The Fed chair has promised to fight inflation because it is going too far now

Federal Reserve Chairman Jerome Powell told House lawmakers on Wednesday that the agency has the power to reduce inflation and is committed to doing so.

We are aware of the difficulty of creating high inflation in the Fed. In a testimony to the Senate Banking Committee, the Fed chairman said, “We are deeply committed to reducing inflation, and we are moving fast to do so. To restore price stability for American families and companies, we have both the necessary materials and the necessary determination.

In addition to pledging to fight inflation, Powell said the overall state of the economy is positive, with a strong labor market and steadily rising demand.

He acknowledged that inflation needs to cool down because it is so high now.

According to Powell, “In the next few months, we will look for persuasive evidence that inflation is going down, consistent with a return to 2 percent.” “We think a steady rate increase would be reasonable; The rate of change will continue to be influenced by incoming data and changing economic outlook, ”the statement said.

He says inflation is being exacerbated by the conflict in Ukraine and the China-related blackout with Kovid, adding that it is a problem that is hurting not only the US economy but many other countries as well.

In line with congressional obligations, Powell’s remarks are part of a half-yearly monetary policy report known to the market as the Humphrey Hawkins Report and Testimony.

For Fed policy, this is a very delicate time.

In an effort to combat inflation, which is currently at its fastest annual pace in more than 40 years, the central bank has raised its rate by a total of 150 basis points, or 1.5 percentage points, in its last three meetings.

Last week’s meeting of the Federal Open Market Committee saw a 75 basis point increase, the largest single increase since 1994.

Powell reiterated his belief that tight monetary policy would be a successful tool against inflation and that the economy was ready to withstand high rates.

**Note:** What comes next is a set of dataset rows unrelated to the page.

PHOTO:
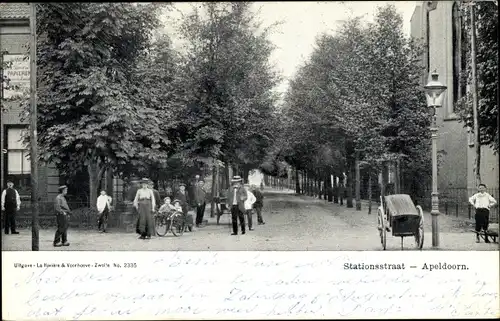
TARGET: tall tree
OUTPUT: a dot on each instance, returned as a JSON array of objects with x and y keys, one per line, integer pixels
[
  {"x": 89, "y": 111},
  {"x": 230, "y": 116}
]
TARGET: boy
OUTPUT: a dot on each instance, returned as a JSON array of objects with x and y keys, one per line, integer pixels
[
  {"x": 482, "y": 202},
  {"x": 167, "y": 206},
  {"x": 103, "y": 208},
  {"x": 62, "y": 215}
]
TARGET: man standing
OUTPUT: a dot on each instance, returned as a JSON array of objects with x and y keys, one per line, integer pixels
[
  {"x": 11, "y": 203},
  {"x": 156, "y": 194},
  {"x": 62, "y": 215},
  {"x": 236, "y": 197},
  {"x": 259, "y": 203},
  {"x": 200, "y": 195},
  {"x": 482, "y": 202},
  {"x": 183, "y": 197},
  {"x": 103, "y": 207},
  {"x": 249, "y": 207}
]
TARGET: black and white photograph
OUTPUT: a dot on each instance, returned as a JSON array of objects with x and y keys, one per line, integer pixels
[{"x": 250, "y": 126}]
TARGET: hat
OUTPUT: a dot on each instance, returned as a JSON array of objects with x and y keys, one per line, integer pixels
[{"x": 236, "y": 179}]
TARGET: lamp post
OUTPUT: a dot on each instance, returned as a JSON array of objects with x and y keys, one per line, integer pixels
[{"x": 434, "y": 92}]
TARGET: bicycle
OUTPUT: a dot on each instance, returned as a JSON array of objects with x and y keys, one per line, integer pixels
[{"x": 173, "y": 221}]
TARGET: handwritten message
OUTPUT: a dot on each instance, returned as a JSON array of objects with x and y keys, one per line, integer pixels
[{"x": 267, "y": 285}]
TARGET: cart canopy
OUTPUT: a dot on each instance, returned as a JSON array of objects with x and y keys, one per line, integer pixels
[{"x": 400, "y": 204}]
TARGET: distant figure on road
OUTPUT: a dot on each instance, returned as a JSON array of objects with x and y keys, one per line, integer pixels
[
  {"x": 11, "y": 203},
  {"x": 155, "y": 193},
  {"x": 249, "y": 207},
  {"x": 62, "y": 217},
  {"x": 200, "y": 195},
  {"x": 259, "y": 203},
  {"x": 482, "y": 202},
  {"x": 236, "y": 197},
  {"x": 183, "y": 196},
  {"x": 103, "y": 208},
  {"x": 145, "y": 204}
]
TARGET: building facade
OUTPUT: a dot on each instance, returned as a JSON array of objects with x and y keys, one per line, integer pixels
[
  {"x": 437, "y": 25},
  {"x": 14, "y": 49}
]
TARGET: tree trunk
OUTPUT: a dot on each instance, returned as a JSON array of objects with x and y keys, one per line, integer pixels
[
  {"x": 226, "y": 175},
  {"x": 330, "y": 187},
  {"x": 246, "y": 173},
  {"x": 109, "y": 183},
  {"x": 349, "y": 202},
  {"x": 397, "y": 180},
  {"x": 95, "y": 176},
  {"x": 215, "y": 179},
  {"x": 369, "y": 191},
  {"x": 326, "y": 187},
  {"x": 335, "y": 190},
  {"x": 297, "y": 182},
  {"x": 358, "y": 184}
]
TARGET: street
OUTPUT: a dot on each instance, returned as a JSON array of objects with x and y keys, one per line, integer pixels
[{"x": 293, "y": 223}]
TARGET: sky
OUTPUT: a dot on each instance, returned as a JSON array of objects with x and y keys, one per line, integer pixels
[{"x": 302, "y": 21}]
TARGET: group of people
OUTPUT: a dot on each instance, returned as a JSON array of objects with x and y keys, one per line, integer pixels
[
  {"x": 147, "y": 202},
  {"x": 242, "y": 201}
]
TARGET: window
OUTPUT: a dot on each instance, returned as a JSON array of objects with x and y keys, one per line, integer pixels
[
  {"x": 456, "y": 52},
  {"x": 18, "y": 165},
  {"x": 428, "y": 42},
  {"x": 459, "y": 56}
]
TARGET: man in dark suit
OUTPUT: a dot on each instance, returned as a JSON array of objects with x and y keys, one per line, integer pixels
[
  {"x": 200, "y": 195},
  {"x": 156, "y": 194},
  {"x": 236, "y": 197},
  {"x": 11, "y": 203},
  {"x": 259, "y": 203}
]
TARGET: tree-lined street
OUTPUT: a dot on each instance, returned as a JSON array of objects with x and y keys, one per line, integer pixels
[
  {"x": 294, "y": 223},
  {"x": 120, "y": 97}
]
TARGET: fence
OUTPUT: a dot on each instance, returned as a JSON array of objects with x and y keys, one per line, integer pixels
[
  {"x": 82, "y": 216},
  {"x": 455, "y": 201}
]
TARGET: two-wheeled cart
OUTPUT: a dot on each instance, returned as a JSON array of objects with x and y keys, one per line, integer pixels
[{"x": 399, "y": 215}]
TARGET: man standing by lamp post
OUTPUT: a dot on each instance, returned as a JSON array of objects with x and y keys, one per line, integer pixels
[{"x": 434, "y": 92}]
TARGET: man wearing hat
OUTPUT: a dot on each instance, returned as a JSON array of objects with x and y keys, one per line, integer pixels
[
  {"x": 11, "y": 203},
  {"x": 236, "y": 197},
  {"x": 155, "y": 193},
  {"x": 200, "y": 195},
  {"x": 62, "y": 213},
  {"x": 183, "y": 198}
]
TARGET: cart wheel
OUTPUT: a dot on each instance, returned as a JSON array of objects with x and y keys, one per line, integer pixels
[
  {"x": 161, "y": 226},
  {"x": 178, "y": 228},
  {"x": 382, "y": 229},
  {"x": 419, "y": 236}
]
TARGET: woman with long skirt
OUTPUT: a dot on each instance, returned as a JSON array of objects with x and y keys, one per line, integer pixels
[{"x": 144, "y": 202}]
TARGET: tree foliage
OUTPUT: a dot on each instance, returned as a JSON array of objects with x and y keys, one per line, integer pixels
[
  {"x": 359, "y": 92},
  {"x": 92, "y": 109},
  {"x": 231, "y": 110},
  {"x": 487, "y": 70}
]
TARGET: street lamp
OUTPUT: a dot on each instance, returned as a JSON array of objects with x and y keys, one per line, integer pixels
[{"x": 434, "y": 92}]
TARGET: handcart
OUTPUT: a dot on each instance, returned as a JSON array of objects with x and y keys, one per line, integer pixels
[{"x": 399, "y": 215}]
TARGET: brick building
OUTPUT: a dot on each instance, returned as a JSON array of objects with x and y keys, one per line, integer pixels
[
  {"x": 14, "y": 46},
  {"x": 438, "y": 25}
]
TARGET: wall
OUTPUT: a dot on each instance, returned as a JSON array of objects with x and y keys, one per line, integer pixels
[
  {"x": 457, "y": 155},
  {"x": 14, "y": 38}
]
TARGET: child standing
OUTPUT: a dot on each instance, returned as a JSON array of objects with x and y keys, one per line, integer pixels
[{"x": 167, "y": 206}]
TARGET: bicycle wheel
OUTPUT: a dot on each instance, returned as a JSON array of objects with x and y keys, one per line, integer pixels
[{"x": 161, "y": 226}]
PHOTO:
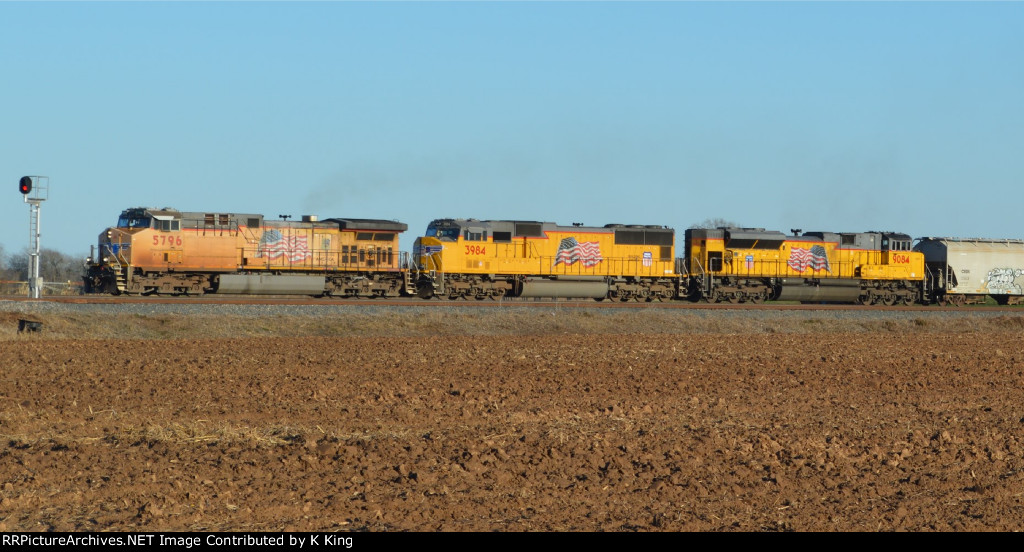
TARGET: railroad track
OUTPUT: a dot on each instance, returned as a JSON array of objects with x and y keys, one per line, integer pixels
[{"x": 517, "y": 302}]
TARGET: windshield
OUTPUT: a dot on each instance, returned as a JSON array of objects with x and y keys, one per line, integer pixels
[{"x": 444, "y": 232}]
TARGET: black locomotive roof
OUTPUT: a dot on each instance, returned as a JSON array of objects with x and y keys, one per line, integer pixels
[{"x": 369, "y": 224}]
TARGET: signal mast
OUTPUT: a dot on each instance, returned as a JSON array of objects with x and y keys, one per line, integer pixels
[{"x": 35, "y": 189}]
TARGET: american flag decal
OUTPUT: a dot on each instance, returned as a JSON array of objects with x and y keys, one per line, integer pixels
[
  {"x": 571, "y": 251},
  {"x": 815, "y": 258},
  {"x": 273, "y": 246}
]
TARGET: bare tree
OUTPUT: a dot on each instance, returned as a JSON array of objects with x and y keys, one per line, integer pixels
[{"x": 53, "y": 265}]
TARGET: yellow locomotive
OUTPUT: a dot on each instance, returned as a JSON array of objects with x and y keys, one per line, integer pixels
[
  {"x": 463, "y": 258},
  {"x": 174, "y": 252},
  {"x": 753, "y": 264}
]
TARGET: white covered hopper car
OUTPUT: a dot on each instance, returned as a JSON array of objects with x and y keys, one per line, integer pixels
[{"x": 966, "y": 270}]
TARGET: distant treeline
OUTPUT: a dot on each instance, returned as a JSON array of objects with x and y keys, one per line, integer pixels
[{"x": 53, "y": 266}]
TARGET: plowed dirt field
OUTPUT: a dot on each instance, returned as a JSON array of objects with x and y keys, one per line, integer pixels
[{"x": 912, "y": 424}]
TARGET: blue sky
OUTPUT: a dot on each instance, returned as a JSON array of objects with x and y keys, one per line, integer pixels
[{"x": 835, "y": 116}]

Although the economy has slowed this year, errors have become visible and suggest that higher rates are on the way.

According to the Atlanta Fed, gross domestic product in the first quarter fell 1.5 percent annually and is expected to flatten in the second quarter. At a time when inflation-adjusted wages are down 3% year-on-year, housing sales are declining, and there are even indications that the job market is slowly declining.

Powell and his fellow policymakers say rates will continue to rise despite the economic downturn. According to estimates made at last week’s meeting, the Fed’s benchmark short-term lending rate will increase from the current planned 1.5 percent -17.5 percent to 3.4 percent by the end of this year.